L’Amministrazione dei Monopoli di Stato, ovvero Sogei, non è in grado di soddisfare la richiesta di smart card, i dispositivi che, secondo quanto prevede la normativa, garantiscono la sicurezza degli apparecchi da gioco a vincita limitata.

A pochi giorni dal rilascio delle prime omologhe dei titoli con una percentuale di vincita del 65%, scarseggiano le smart card e si allungano i tempi per la consegna.

Le Legge di Bilancio 2020 ha modificato le disposizioni in materia di aumento del prelievo erariale su awp e videolotterie rispetto al testo del decreto in materia fiscale pubblicato il 24 dicembre scorso in Gazzetta Ufficiale.
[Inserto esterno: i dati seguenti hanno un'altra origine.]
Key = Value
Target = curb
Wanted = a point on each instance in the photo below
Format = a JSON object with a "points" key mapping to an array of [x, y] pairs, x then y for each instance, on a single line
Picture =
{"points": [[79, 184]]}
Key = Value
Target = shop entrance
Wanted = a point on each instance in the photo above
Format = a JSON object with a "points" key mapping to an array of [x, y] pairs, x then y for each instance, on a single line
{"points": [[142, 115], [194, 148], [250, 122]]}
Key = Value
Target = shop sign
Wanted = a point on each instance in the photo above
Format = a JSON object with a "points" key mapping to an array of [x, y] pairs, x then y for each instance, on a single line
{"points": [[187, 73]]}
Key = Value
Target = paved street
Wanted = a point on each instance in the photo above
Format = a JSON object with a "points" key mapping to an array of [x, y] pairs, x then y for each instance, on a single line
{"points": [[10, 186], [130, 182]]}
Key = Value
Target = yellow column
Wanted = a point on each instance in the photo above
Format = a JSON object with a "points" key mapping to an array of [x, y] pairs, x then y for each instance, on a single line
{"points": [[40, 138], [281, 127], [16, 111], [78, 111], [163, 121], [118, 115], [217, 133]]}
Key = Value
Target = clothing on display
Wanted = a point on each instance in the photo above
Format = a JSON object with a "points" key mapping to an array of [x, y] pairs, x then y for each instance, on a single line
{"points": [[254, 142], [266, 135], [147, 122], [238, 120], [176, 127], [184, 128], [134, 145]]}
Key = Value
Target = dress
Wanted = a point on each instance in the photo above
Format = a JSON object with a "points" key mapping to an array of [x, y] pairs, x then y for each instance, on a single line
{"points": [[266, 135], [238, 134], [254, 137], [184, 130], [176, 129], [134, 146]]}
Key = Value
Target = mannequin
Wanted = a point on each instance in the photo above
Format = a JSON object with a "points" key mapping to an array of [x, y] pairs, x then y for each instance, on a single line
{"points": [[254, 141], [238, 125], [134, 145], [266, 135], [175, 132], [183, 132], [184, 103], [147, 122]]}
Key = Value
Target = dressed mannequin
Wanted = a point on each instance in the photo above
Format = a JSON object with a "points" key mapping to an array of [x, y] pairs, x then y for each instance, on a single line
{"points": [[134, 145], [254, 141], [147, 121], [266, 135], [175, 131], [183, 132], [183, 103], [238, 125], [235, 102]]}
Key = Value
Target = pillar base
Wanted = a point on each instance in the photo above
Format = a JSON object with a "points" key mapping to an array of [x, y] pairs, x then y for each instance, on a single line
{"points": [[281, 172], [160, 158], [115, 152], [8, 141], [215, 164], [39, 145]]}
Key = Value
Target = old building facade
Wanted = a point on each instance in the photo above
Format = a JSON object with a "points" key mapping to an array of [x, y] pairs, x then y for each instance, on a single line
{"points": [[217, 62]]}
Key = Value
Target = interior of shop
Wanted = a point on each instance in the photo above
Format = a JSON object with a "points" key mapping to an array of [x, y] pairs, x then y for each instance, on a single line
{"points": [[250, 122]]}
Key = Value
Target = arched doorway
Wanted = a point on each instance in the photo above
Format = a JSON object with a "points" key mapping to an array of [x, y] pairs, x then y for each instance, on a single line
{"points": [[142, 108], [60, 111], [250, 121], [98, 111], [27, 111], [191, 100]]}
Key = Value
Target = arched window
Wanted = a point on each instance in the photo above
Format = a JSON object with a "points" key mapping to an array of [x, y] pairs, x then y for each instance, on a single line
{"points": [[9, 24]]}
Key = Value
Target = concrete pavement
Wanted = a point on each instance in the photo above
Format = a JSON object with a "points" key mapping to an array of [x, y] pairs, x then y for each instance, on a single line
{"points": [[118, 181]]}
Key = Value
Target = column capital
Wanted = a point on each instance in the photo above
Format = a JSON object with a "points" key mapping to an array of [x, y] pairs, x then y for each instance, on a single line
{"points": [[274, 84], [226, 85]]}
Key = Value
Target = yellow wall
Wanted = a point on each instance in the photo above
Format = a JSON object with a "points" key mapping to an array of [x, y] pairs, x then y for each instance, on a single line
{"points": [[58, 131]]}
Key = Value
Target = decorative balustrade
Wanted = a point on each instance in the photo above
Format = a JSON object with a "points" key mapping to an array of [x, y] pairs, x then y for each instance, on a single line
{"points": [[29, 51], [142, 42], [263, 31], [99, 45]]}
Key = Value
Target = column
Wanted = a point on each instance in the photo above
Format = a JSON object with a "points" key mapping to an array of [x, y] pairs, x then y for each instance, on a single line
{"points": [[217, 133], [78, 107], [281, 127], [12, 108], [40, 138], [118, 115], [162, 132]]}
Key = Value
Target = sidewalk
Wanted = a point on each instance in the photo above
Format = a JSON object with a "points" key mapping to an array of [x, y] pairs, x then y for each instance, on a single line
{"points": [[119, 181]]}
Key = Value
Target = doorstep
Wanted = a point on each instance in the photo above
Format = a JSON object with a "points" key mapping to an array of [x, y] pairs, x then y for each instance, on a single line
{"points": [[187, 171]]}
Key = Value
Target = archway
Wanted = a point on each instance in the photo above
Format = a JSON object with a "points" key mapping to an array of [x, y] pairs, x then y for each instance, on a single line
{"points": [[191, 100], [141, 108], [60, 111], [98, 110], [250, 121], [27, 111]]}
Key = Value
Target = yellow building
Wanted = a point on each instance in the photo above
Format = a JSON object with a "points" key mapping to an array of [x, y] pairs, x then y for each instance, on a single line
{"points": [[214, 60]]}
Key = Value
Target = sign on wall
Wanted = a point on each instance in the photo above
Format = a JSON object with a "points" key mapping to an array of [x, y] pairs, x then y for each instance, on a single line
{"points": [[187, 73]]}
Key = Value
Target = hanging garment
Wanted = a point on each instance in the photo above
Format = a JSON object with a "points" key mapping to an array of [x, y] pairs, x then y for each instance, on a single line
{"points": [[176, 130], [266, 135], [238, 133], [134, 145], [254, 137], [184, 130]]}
All’aumento del prelievo erariale corrisponde una riduzione del payout fissata appunto al 65%. Da qui la necessità, per gli operatori, di procedere nella sostituzione degli apparecchi. Ad una settimana dalla entrata in vigore della legge risultavano essere state presentate circa 150 richieste di verifica tecnica, alcune delle quali si sono concluse nei giorni scorsi con il rilascio dei primi nulla osta di distribuzione. Oggi il nuovo, imprevedibile, stop.